I tried in 7.0-samples-multiarch, 7.0-triton-multiarch, and 6.3-samples. In the three i have the same issue. Actually i tried with other data in case my dataset was problematic (i trained using the dataset cats and dogs), and also got erros. Inference in tao deploy 5.5.0 is more accurate than in deepstream. These are all my files:
config_file_deepstream.txt (1.1 KB)
deepstream_app.txt (2.5 KB)
engine.txt (279 Bytes)
evaluate_engine.txt (274 Bytes)
export.txt (273 Bytes)
inference.txt (275 Bytes)
labels.txt (7 Bytes)
train.txt (272 Bytes)
train_spec.txt (2.2 KB)
Morganh
September 5, 2024, 2:39pm
19
I suggest you to check if the preprocessing is the same between tao-deploy and deepstream.

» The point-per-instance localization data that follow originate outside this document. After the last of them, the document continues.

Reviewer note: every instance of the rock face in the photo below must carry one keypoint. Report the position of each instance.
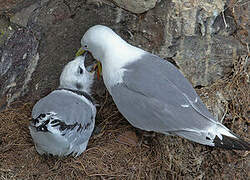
(136, 6)
(38, 38)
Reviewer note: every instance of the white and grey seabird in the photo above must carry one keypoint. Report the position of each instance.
(63, 121)
(152, 94)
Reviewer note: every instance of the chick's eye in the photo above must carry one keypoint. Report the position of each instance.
(80, 70)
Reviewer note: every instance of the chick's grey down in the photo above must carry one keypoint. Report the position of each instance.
(63, 121)
(153, 94)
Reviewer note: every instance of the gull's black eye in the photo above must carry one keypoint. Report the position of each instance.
(80, 70)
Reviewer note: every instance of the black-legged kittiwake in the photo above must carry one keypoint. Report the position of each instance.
(63, 121)
(153, 94)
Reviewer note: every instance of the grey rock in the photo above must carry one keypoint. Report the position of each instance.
(19, 58)
(204, 60)
(136, 6)
(21, 18)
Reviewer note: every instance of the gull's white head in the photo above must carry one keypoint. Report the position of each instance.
(99, 40)
(75, 76)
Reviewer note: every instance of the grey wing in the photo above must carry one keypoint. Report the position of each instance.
(155, 96)
(72, 112)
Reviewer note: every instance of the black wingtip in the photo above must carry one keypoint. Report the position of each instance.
(231, 143)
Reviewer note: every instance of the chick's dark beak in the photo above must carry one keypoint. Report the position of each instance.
(97, 67)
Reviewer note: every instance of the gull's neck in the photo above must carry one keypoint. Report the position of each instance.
(116, 57)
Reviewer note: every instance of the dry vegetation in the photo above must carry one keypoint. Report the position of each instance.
(147, 157)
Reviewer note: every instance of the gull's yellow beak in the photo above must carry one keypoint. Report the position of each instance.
(80, 52)
(97, 67)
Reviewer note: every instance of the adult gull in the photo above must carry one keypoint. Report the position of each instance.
(63, 121)
(152, 94)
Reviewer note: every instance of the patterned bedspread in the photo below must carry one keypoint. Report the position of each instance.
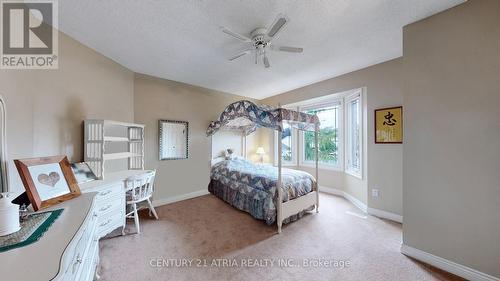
(252, 187)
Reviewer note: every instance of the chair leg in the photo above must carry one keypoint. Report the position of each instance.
(152, 209)
(136, 219)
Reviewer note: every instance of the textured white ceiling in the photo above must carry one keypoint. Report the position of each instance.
(181, 40)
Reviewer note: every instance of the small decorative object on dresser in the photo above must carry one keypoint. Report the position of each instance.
(47, 180)
(9, 215)
(173, 139)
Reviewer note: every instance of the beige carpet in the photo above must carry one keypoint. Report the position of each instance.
(234, 246)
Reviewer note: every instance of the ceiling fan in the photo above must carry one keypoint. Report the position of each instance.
(260, 39)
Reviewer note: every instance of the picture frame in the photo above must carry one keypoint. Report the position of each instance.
(48, 180)
(173, 139)
(389, 125)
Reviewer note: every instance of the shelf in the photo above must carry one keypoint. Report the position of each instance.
(120, 155)
(124, 124)
(116, 139)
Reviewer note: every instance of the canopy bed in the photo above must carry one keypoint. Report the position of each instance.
(253, 187)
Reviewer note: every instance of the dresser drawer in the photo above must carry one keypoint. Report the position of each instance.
(110, 191)
(80, 249)
(90, 264)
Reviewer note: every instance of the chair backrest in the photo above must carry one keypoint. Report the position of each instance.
(140, 187)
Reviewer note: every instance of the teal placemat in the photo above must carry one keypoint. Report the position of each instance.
(31, 230)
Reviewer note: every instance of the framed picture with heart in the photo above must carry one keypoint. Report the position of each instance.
(47, 180)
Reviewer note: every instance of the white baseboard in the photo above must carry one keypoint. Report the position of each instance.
(330, 190)
(362, 206)
(173, 199)
(446, 265)
(385, 215)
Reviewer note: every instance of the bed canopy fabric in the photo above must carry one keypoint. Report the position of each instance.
(246, 116)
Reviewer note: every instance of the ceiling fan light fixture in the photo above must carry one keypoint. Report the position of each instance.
(277, 26)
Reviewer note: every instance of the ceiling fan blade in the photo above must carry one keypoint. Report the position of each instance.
(265, 60)
(235, 35)
(287, 49)
(239, 55)
(277, 25)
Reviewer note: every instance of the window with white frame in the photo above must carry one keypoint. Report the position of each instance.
(354, 135)
(339, 138)
(329, 137)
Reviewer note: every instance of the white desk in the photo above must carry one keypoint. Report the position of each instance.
(110, 200)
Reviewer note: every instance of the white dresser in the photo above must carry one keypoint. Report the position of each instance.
(67, 251)
(110, 200)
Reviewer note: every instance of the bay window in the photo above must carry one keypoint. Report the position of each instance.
(328, 136)
(340, 142)
(354, 137)
(288, 145)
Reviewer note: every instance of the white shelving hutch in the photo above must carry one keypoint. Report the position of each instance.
(98, 136)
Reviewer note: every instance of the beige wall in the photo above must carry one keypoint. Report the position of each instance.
(383, 162)
(451, 155)
(46, 108)
(157, 98)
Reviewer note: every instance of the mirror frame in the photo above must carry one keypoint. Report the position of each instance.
(160, 139)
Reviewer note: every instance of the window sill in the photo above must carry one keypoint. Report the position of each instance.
(322, 167)
(356, 174)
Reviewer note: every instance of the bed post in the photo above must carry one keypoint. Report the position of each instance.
(244, 145)
(316, 160)
(211, 153)
(279, 203)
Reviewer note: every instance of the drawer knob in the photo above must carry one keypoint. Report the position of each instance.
(105, 208)
(105, 192)
(105, 223)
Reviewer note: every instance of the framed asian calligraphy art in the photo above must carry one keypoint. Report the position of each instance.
(389, 125)
(47, 180)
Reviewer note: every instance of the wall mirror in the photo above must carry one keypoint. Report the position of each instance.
(174, 136)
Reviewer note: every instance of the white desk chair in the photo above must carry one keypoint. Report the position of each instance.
(138, 189)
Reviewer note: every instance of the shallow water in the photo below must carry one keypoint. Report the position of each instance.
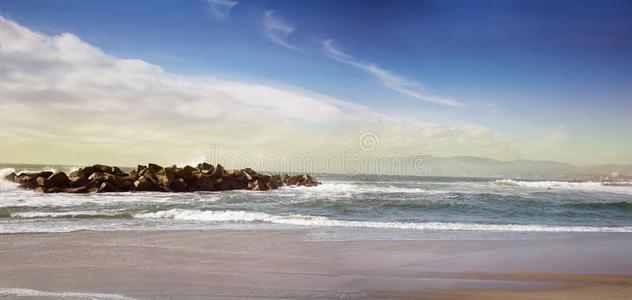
(396, 204)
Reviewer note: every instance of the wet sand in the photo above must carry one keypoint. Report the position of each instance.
(234, 264)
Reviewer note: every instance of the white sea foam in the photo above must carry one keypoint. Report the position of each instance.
(347, 189)
(68, 214)
(19, 292)
(305, 220)
(564, 185)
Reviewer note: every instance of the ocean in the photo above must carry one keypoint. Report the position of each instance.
(376, 206)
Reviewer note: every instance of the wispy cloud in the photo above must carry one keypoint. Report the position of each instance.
(393, 81)
(221, 8)
(50, 83)
(278, 30)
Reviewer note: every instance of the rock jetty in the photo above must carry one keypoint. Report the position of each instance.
(154, 178)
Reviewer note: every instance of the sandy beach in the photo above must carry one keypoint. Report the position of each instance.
(234, 264)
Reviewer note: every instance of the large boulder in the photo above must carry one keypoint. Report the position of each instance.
(77, 190)
(188, 173)
(59, 179)
(219, 172)
(101, 177)
(166, 176)
(75, 182)
(42, 182)
(145, 184)
(178, 185)
(83, 172)
(11, 177)
(206, 168)
(203, 183)
(103, 168)
(125, 183)
(107, 187)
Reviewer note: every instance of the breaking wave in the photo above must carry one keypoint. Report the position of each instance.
(565, 185)
(306, 220)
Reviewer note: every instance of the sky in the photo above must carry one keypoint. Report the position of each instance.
(127, 82)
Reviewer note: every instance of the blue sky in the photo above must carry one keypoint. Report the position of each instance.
(520, 68)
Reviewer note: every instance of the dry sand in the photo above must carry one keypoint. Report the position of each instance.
(234, 264)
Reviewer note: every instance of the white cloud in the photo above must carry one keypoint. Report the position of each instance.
(393, 81)
(278, 30)
(63, 100)
(221, 8)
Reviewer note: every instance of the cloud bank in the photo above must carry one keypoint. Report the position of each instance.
(395, 82)
(278, 30)
(221, 8)
(63, 100)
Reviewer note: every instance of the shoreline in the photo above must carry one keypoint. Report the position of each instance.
(231, 263)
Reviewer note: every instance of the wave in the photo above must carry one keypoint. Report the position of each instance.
(565, 185)
(306, 220)
(71, 214)
(623, 205)
(341, 189)
(6, 186)
(19, 292)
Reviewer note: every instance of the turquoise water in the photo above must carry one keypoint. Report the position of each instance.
(342, 201)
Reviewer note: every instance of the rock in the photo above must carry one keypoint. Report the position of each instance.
(100, 177)
(103, 168)
(179, 185)
(206, 168)
(77, 190)
(54, 189)
(187, 173)
(11, 177)
(154, 168)
(292, 180)
(249, 173)
(219, 172)
(166, 176)
(234, 174)
(260, 185)
(59, 179)
(44, 174)
(87, 172)
(203, 183)
(310, 181)
(116, 171)
(42, 182)
(107, 187)
(26, 180)
(125, 183)
(145, 184)
(75, 182)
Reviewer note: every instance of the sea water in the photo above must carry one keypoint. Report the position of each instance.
(384, 205)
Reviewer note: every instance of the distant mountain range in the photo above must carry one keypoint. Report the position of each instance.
(486, 167)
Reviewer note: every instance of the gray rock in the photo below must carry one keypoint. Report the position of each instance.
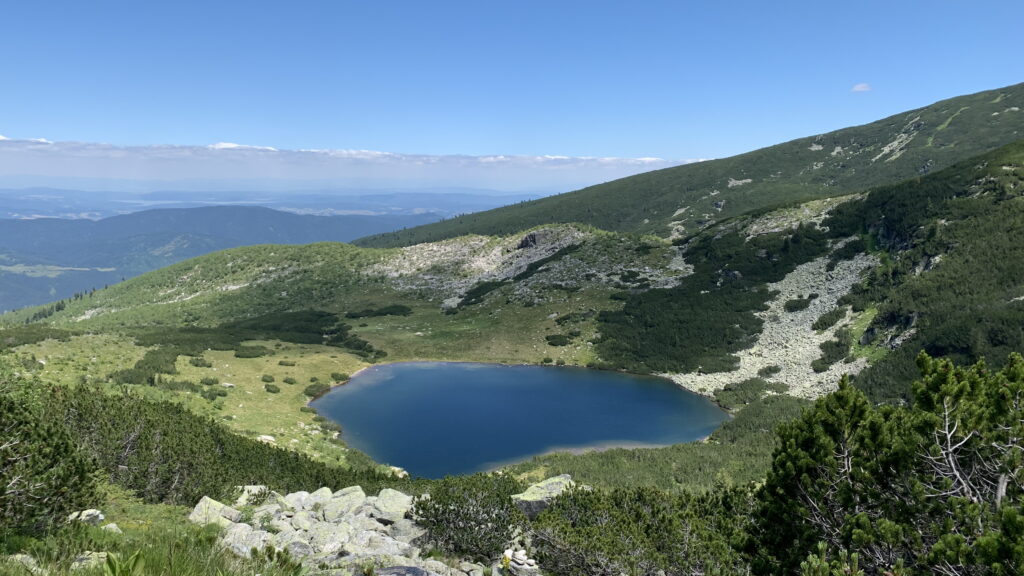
(297, 500)
(343, 502)
(250, 494)
(363, 523)
(209, 510)
(91, 517)
(88, 560)
(406, 531)
(539, 496)
(265, 510)
(295, 542)
(391, 505)
(435, 567)
(26, 562)
(281, 525)
(303, 520)
(318, 497)
(241, 539)
(406, 571)
(328, 538)
(374, 543)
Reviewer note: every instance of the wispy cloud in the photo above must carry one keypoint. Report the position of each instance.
(227, 165)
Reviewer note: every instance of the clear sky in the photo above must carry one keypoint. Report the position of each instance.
(671, 80)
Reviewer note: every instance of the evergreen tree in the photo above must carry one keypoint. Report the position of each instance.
(43, 476)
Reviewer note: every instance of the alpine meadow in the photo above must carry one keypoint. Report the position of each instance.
(852, 300)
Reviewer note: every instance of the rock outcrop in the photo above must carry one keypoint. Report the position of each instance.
(538, 497)
(343, 531)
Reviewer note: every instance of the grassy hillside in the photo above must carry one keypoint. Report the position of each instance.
(45, 259)
(681, 200)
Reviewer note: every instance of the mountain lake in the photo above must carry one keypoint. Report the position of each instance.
(438, 418)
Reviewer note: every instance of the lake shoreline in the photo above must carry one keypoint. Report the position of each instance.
(539, 412)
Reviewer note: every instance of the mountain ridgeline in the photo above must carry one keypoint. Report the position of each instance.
(810, 302)
(680, 201)
(46, 259)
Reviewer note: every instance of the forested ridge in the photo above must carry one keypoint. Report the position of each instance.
(912, 466)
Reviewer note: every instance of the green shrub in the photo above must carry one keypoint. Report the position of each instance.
(44, 476)
(213, 394)
(642, 531)
(316, 389)
(557, 339)
(252, 352)
(471, 516)
(393, 310)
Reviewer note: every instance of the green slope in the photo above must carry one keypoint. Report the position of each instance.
(681, 200)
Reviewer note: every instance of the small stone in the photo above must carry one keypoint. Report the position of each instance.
(303, 520)
(297, 500)
(91, 517)
(89, 560)
(407, 531)
(26, 562)
(343, 502)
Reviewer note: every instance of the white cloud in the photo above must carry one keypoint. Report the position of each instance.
(232, 146)
(233, 166)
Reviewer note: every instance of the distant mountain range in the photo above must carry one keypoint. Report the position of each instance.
(64, 203)
(680, 201)
(45, 259)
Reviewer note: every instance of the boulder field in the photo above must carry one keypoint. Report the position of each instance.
(346, 531)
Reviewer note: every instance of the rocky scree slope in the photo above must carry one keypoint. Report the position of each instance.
(335, 532)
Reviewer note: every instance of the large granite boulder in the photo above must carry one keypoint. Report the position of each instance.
(374, 543)
(328, 538)
(209, 510)
(538, 497)
(342, 503)
(391, 505)
(404, 571)
(241, 539)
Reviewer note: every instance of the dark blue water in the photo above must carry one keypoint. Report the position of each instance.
(437, 418)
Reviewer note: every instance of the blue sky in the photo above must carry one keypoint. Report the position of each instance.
(670, 80)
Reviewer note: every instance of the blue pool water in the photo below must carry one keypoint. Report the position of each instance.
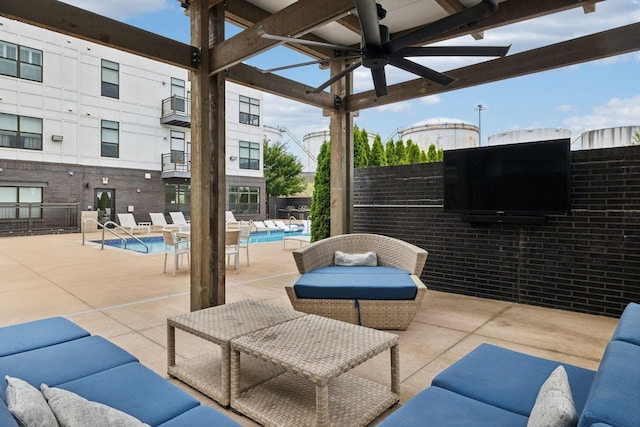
(156, 244)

In tao-deploy, you can add debug code in tao_deploy/nvidia_tao_deploy/cv/classification_tf2/scripts/inference.py at 31c7e0ed3fe48942c254b3b85517e7418eea17b3 · NVIDIA/tao_deploy · GitHub and tao_deploy/nvidia_tao_deploy/cv/classification_tf1/dataloader.py at 31c7e0ed3fe48942c254b3b85517e7418eea17b3 · NVIDIA/tao_deploy · GitHub to save images after preprocessing. Similar to Fine-tuned TAO ClassificationTF2 Accuracy Drop after Compiling to TensorRT - #35 by Morganh . This will help you understand the preprocessing based on your training spec file.
Also, you can leverage the tao-deploy code to generate a standalone inference code to run inference against the tensorrt engine.
Check if your standalone inference can get the expected result.
Thanks @Morganh for the answer. I am looking into it. I have got a couple of questions. First, is it possible to save the preprocessed images from deepstream. Second, how can I disable the preprocessing in deepstream so I can feed the preprocessed images saved from tao deploy to the trt engine?